It should be noted that the first memory 510 (e.g., NVM) and the second memory 520 (e.g., SRAM) may form a hybrid memory. The hybrid memory may be one single memory that includes both the first memory 510 and the second memory 520, which may be located on the same computing system. Alternatively, the hybrid memory may be two or more memories that includes both the first memory 510 and the second memory 520, which are discrete and separated and may be located on different or remote computing systems.
In one aspect, the “0” above the first memory 510 (e.g., NVM) and the “1” below the second memory 520 (e.g., SRAM) may be or represent the flags or indicators (representing whether they are activations (“ACT”) or weights (“W”)). If the value is ‘0’ it means the value represents a weight data structure, whereas if it is ‘1’ it would mean the value represent an activation. This indicator may assist the controller to identify weights from activations and accordingly redirect/reroute to the right destination, i.e. NVM or CMOS.
In operation each read (“RD”) and each write (“WR”) may be controlled by the hybrid controller 540. That is, the hybrid controller 540 may determine and distinguish between the weights and activations of the data structures (“DS”). For example, the hybrid controller 540 may, for each RD, store (reads) the model parameters to (and from) an NVM-based memory or “NVM” 510. The hybrid controller 540 may use the CMOS-based memory (e.g., second memory 520 (e.g., SRAM)) to store output activations to the CMOS-based memory (e.g., second memory 520 (e.g., SRAM)). In an additional aspect, the RD and WR represents the read and write operation and depicts the act of reading and writing to the memories (e.g., NVMs will always be just read, while SRAM could be read or written). That is, output activations (“ACT”) are both read and written, while weights (“W”) are just read.
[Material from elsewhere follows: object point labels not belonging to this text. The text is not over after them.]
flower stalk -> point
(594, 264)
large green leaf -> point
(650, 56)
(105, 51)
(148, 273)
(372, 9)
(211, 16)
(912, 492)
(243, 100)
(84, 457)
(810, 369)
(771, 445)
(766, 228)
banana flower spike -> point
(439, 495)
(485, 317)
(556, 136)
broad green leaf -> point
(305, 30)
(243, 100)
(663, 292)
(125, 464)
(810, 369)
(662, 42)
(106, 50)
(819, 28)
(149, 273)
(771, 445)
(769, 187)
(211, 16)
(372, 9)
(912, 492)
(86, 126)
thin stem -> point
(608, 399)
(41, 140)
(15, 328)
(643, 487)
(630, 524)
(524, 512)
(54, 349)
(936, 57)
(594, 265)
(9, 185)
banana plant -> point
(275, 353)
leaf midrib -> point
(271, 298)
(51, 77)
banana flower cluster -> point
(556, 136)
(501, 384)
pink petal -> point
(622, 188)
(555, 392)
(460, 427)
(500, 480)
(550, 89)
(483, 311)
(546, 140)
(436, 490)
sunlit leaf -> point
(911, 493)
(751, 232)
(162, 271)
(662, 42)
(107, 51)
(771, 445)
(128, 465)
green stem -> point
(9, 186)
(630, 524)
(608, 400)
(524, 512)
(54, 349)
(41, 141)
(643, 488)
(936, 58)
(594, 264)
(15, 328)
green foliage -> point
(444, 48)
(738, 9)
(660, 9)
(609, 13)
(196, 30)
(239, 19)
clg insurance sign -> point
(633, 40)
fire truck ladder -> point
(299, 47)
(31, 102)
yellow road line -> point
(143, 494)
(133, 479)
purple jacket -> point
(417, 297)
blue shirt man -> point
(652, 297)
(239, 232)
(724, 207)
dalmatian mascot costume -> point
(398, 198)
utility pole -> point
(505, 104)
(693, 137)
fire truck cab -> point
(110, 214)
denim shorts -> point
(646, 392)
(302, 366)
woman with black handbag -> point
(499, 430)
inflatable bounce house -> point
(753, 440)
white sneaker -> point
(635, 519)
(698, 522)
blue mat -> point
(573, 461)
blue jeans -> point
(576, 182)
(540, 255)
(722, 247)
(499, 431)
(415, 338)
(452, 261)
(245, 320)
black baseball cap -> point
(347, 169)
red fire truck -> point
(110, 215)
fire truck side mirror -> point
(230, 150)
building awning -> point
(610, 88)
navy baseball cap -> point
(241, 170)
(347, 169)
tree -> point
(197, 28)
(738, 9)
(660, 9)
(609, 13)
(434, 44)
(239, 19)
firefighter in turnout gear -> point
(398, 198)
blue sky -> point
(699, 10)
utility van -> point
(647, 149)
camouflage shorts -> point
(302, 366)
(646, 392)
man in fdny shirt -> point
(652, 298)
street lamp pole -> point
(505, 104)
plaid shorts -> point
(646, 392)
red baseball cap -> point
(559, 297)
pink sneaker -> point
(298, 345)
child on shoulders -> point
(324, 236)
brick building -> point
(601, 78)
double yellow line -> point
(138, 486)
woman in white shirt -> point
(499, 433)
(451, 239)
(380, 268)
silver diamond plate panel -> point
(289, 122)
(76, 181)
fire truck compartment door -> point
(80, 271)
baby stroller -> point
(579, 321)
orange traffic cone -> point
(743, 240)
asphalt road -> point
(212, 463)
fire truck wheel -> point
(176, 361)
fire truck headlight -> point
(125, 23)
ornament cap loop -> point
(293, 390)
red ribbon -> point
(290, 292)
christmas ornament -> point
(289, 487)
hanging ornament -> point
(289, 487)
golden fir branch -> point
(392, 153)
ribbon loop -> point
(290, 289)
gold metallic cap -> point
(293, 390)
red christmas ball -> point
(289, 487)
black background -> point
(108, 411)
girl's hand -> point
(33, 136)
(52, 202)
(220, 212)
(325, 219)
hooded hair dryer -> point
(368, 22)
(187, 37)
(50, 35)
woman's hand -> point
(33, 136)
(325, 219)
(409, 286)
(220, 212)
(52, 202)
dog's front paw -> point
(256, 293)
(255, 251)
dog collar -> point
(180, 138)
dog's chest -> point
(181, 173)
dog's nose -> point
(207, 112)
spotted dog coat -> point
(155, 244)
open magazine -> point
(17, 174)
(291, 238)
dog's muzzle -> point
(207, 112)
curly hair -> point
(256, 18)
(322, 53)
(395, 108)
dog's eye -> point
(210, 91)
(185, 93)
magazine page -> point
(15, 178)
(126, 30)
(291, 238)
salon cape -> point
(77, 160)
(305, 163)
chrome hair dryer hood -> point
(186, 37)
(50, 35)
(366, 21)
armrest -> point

In one aspect, the hybrid memory (e.g., the first memory 510 and the second memory 520) may include memory types that form one single memory such as, for example, a single, hybrid memory in a single computing system. Alternatively, the hybrid memory (e.g., the first memory 510 and the second memory 520) may include one or more memory types that are distinct and separated from each other such as, for example, in different computing systems.
In one aspect, the hybrid memory may be comprised of elements such as, for example, SRAM. The first memory 510 (e.g., NVM-based memory) include elements including, but not limited to, magnetorestive random-access memory (“MRAM”), memristor, resistive RAM (“RRAM”), conductive fridging (“CBRAM”), or phase change memory (PCM) elements. Thus, the hybrid controller 540 may provide for dynamic (programmable) allocation and partitioning of the hybrid memory (e.g., the first memory 510 (e.g., NVM) and the second memory 520 (e.g., SRAM) for model parameters and output activations. In an additional aspect, one or more compute cores such as, for example, compute core 530 may be provide for DNN with dynamic (programmable) allocation and partitioning of the hybrid memory for model parameters and output activations between one or more compute cores such as, for example, compute core 530.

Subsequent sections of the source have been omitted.